Aux États-Unis même, le président Clinton rencontre de plus en plus de difficultés à justifier la guerre qu’il conduit contre la Yougoslavie. Lundi, à l’occasion du Memorial Day, il s’est exprimé devant les associations d’Anciens combattants de la Seconde Guerre mondiale, du Vietnam et du Golfe. Il s’agissait là d’un auditoire difficile, à la fois prêt à sacrifier sa vie pour la " défense du monde libre " et marqué par les horreurs des guerres. Le président a fait jouer la corde sensible en s’étendant sur le triste sort des réfugiés. Il a stigmatisé son homologue yougoslave, reprochant à Milosevic d’être le dernier reliquat du communisme, opposé à la réunification de l’Europe. Puis, il s’est lancé dans une comparaison hardie : " Le gouvernement serbe, comme celui de l’Allemagne nazie, est arrivé au pouvoir en partie en apprenant aux gens à regarder les autres en fonction d’une race et d’une ethnie déterminée, et à croire qu’il n’ont pas de place dans leur pays, voire qu’ils n’ont pas le droit de vivre ".

Là s’est arrêté son raisonnement. C’est parce que Milosevic serait comparable à Hitler que ceux qui ont combattu le second doivent lutter contre le premier. Plus encore, c’est parce que l’Amérique s’est impliquée trop tard contre l’Allemagne nazie, qu’elle doit prendre une initiative contre la Serbie, car l’intérêt vital des États-Unis n’est pas défini par son économie, mais par les valeurs morales qu’elle défend.

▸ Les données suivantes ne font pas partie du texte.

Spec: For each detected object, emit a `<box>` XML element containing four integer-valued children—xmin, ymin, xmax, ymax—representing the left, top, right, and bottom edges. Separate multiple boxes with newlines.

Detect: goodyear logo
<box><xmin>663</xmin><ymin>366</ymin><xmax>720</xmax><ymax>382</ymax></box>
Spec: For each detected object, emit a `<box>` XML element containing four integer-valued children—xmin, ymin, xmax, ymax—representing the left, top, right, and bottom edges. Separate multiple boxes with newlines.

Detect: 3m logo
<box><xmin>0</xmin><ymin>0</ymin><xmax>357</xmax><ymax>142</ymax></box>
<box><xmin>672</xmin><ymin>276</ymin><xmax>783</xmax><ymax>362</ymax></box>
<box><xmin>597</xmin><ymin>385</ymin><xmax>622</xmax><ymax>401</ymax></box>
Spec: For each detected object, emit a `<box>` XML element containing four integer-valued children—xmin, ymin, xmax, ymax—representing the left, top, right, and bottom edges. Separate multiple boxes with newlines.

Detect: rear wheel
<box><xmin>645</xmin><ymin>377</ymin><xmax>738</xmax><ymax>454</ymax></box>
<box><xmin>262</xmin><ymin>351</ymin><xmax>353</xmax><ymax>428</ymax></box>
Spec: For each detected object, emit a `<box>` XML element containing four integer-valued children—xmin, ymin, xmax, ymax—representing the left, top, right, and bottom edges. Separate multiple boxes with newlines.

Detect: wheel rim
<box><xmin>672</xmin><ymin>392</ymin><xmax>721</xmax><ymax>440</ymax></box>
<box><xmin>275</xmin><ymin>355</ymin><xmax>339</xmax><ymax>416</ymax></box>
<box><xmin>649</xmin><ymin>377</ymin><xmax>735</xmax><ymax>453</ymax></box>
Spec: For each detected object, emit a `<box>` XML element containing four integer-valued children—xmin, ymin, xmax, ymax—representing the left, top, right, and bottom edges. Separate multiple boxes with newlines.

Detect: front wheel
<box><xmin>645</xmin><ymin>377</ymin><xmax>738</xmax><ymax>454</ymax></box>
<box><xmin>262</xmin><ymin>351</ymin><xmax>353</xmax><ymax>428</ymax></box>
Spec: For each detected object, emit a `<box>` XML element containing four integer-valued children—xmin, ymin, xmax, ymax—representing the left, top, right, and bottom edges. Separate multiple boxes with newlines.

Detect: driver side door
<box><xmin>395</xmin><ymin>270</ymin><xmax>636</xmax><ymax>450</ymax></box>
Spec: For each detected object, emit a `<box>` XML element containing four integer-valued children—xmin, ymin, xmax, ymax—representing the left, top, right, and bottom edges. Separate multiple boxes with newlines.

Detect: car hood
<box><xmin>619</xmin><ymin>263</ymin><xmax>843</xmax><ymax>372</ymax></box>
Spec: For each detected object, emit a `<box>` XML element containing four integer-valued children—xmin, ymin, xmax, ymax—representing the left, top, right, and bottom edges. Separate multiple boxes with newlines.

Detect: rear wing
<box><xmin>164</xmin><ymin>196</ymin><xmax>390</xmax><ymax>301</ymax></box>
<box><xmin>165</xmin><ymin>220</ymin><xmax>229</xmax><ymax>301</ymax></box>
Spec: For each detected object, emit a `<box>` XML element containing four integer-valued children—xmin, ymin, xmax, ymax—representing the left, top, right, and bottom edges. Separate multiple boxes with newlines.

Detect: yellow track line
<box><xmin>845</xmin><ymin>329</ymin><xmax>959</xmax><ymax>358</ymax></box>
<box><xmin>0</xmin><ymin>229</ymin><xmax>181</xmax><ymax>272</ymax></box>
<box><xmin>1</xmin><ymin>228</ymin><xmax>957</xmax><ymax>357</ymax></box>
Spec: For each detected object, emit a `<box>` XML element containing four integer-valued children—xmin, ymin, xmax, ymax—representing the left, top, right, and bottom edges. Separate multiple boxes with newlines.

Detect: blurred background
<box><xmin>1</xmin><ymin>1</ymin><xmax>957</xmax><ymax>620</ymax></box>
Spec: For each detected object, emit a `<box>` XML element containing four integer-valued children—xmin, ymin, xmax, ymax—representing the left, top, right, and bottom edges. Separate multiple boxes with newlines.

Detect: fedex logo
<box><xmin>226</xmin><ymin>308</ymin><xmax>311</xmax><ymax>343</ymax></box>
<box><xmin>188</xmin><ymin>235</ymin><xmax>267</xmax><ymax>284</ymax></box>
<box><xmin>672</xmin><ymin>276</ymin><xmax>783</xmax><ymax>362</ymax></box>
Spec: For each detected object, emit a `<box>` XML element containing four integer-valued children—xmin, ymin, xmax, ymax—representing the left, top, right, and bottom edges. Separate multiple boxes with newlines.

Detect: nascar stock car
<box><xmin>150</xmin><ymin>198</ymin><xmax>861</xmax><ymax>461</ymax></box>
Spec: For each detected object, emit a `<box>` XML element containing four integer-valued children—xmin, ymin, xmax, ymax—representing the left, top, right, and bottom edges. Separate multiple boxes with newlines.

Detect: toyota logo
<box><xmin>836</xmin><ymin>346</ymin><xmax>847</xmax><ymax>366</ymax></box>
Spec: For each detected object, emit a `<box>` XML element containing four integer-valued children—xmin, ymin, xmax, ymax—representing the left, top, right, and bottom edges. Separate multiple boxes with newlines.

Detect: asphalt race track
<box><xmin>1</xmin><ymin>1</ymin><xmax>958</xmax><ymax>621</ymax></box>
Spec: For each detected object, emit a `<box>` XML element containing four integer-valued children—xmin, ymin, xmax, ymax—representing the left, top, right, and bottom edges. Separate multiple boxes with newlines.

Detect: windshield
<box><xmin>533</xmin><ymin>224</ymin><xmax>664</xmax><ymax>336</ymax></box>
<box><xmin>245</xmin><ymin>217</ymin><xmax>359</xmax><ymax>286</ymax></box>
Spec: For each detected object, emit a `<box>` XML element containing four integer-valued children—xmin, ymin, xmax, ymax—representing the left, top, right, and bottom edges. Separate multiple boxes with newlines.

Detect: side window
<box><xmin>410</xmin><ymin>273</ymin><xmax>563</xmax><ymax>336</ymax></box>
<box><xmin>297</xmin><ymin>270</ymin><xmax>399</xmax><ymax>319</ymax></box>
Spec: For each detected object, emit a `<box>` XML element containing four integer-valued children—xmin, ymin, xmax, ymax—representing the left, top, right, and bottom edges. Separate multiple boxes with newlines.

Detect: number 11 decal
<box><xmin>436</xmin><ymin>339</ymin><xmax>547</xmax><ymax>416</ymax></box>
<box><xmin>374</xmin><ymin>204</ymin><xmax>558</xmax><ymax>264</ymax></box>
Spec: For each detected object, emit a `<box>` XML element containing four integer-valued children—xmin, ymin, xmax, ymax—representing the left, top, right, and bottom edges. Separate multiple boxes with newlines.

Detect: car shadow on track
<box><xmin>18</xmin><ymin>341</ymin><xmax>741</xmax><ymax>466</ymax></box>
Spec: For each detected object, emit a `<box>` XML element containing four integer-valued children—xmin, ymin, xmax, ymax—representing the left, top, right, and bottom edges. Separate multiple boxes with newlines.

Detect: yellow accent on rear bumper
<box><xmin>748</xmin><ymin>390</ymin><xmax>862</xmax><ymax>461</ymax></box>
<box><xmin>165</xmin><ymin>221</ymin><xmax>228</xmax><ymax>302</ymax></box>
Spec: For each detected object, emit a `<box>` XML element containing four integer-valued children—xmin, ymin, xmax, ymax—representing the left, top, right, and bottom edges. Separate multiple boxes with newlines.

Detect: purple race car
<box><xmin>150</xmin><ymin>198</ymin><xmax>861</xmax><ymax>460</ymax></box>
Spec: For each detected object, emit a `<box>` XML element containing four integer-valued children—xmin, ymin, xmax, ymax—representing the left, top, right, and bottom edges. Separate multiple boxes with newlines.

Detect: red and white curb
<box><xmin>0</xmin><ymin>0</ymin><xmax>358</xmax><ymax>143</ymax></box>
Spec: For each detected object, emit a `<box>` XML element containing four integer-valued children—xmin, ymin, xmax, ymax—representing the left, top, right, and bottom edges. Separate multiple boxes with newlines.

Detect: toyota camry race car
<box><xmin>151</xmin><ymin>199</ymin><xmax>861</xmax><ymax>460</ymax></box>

Respectueux, l’auditoire a applaudit. Mais la presse anglo-saxonne s’interroge sur les contradictions de Clinton : quel est donc ce président qui évita de faire la guerre au Vietnam, cultiva l’indécision pendant la guerre du Golfe, et qui écrase aujourd’hui la Yougoslavie sous les bombardements ? Comment peut-on prétendre défendre des valeurs essentielles en violant les règles internationales et en menant un guerre de lâches, exclusivement à 15 000 pieds d’altitude ? Que peuvent bien penser les Kosovars que l’on prétend défendre en accélérant le malheur ?

Quoi qu’il y paraisse, ces critiques n’atteignent pas le président Clinton. Pendant que l’Amérique puritaine se demande " s’il suffit d’avoir une juste cause pour mener une guerre juste ", elle ne se pose pas de questions sur les intérêts économiques en jeu. Et il est plus facile aux GI’s de mourir pour défendre les idéaux de l’humanité que pour accroître les parts de marché de quelques firmes, fussent-elles américaines.